For my daughter, who routinely asks to use my phone, there was confusion and annoyance that her favourite toy was no where to be seen.
I wasn’t expecting to feel so lost or isolated. I didn’t imagine I’d be desperate to check my Twitter or email. We have no landline but I didn’t think I’d worry about whether someone needed to contact me or what I’d do in an emergency. But I did, repeatedly. Anxiously.
Throughout all of my worries, my itches and my desperate need to stay in contact, what was worse was my daughter’s reaction.

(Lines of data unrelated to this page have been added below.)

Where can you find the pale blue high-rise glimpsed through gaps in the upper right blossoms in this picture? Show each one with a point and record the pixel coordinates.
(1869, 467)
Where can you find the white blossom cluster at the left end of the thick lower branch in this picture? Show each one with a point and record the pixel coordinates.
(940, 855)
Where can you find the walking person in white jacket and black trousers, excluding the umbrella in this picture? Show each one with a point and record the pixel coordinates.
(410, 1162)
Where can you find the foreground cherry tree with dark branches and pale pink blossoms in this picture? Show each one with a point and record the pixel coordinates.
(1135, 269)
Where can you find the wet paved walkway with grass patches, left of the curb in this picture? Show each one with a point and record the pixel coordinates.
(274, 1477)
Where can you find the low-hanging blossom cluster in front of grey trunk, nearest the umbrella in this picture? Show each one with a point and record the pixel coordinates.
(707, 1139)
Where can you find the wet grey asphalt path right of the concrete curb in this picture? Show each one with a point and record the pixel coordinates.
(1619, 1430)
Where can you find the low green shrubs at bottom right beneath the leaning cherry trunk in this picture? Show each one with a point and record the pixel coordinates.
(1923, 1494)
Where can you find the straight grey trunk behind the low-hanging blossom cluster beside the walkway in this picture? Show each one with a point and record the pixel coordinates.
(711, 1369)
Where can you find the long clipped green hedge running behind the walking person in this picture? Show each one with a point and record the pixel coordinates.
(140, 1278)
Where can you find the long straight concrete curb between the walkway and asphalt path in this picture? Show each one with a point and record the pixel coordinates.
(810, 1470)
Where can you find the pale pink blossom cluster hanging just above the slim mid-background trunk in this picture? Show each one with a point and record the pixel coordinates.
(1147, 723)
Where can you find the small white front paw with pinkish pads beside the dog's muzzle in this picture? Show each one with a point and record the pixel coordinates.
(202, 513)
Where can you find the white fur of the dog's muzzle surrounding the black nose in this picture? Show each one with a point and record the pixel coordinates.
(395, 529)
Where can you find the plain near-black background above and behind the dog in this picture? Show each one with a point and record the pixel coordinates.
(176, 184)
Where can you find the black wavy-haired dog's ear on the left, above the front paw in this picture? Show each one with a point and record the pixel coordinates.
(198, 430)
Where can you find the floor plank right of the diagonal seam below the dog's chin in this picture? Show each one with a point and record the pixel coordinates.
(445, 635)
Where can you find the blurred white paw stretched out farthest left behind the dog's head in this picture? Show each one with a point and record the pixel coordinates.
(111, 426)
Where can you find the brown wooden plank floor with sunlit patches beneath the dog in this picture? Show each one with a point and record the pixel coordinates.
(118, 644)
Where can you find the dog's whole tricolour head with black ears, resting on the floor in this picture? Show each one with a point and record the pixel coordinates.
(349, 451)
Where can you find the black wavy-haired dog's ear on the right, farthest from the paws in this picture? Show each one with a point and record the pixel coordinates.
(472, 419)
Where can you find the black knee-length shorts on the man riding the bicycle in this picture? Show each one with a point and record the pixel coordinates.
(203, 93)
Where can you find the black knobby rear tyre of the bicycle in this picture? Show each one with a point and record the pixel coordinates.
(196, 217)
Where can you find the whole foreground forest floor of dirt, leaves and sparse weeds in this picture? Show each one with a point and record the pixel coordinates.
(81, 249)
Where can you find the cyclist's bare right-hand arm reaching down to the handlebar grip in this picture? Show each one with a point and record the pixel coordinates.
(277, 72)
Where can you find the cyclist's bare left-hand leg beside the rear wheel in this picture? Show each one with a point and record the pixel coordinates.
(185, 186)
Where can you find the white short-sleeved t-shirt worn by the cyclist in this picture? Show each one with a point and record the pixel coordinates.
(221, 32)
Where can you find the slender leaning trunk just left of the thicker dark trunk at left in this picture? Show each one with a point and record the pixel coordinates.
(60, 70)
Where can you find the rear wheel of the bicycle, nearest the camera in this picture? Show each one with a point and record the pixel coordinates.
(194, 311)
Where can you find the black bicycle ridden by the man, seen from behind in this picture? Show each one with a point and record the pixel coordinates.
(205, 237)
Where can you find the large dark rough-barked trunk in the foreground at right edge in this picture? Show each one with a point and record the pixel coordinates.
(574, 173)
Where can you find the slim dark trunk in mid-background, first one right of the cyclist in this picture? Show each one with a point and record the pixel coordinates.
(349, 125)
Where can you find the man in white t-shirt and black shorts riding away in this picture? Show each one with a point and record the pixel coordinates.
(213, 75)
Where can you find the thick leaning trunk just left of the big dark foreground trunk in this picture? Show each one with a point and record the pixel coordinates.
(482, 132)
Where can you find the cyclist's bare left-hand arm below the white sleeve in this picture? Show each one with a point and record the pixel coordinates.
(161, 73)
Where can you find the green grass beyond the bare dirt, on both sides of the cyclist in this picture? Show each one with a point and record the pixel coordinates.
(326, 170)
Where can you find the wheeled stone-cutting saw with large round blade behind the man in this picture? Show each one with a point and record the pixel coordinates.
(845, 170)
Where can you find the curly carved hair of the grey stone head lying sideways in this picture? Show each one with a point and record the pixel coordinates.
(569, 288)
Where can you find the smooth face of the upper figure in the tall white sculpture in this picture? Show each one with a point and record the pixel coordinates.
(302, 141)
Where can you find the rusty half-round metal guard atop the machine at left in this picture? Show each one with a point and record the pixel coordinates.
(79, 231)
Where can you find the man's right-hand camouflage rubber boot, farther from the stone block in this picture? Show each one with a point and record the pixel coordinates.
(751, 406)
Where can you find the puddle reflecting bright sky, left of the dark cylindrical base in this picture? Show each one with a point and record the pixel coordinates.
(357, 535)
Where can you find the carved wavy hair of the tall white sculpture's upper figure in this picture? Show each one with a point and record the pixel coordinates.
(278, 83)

She felt the loss almost as much as I did, drawing inward when she didn’t get to use it.
I’m one of those mothers who never saw any harm in giving her little one her phone in the mornings at breakfast. I make no apologies for the fact that Netflix or YouTube at the dining table speeds things up before the school run. And yes, she may get my phone when we’re out for something to eat and probably more times than I’d care to admit. Two weeks without a mobile and I saw how my internet addiction was spreading to my daughter. “Can I have your phone Mammy?” “Sorry darling, it’s gone for repair.” To which I heard a chorus of disappointing moans and groans. In an instant she thought I was the worst mother ever who was obviously being mean and keeping the phone from her on purpose. A disgruntled four year old at 8am is not what a rushed, exhausted and social media barren mother needed.
I can now see how her addiction to Kids YouTube and my phone is not harmless. She became stubborn, unhelpful and angry at the fact that she couldn’t watch the same mindless surprise egg video for the hundredth time.
The day I got my phone back, all shiny and new looking, I’m embarrassed to admit, it went everywhere with me. I dared not put it down on the off chance there was something I needed to see on Facebook or read on Twitter. The fear of missing out is very real and I realise this is my biggest failing when it comes to needing my phone.
I’d like to be able to say that my two weeks detox meant I am more aware of my habits and that I’ve changed. I haven’t, not fully at least. I still check my email and social media accounts before I get out of bed in the morning. I almost always have my phone close by and I’ve set up more notifications because it seems I can’t have too many.
But I am now aware of my daughter’s overuse of my phone and this I have culled dramatically.
“Can I have your phone Mammy?” “Sorry Sweetie. It’s still not working properly.”
A humph and a disapproving glare and her attention is distracted elsewhere. Two hours later she asks the same question forgetting my original answer but once again I utter the same plausible excuse. I get the same reaction.
She’s four so I’m getting away with these white lies but for how long? She hasn’t had my phone since I got it back and I intentionally keep it out of her sight so the lure to it is not there. She’s asking less as the days wear on but she’s still itching to get her hands on it again.
My constant no’s are, in a way, my attempt to reprogramme her. Perhaps I should reprogramme myself first.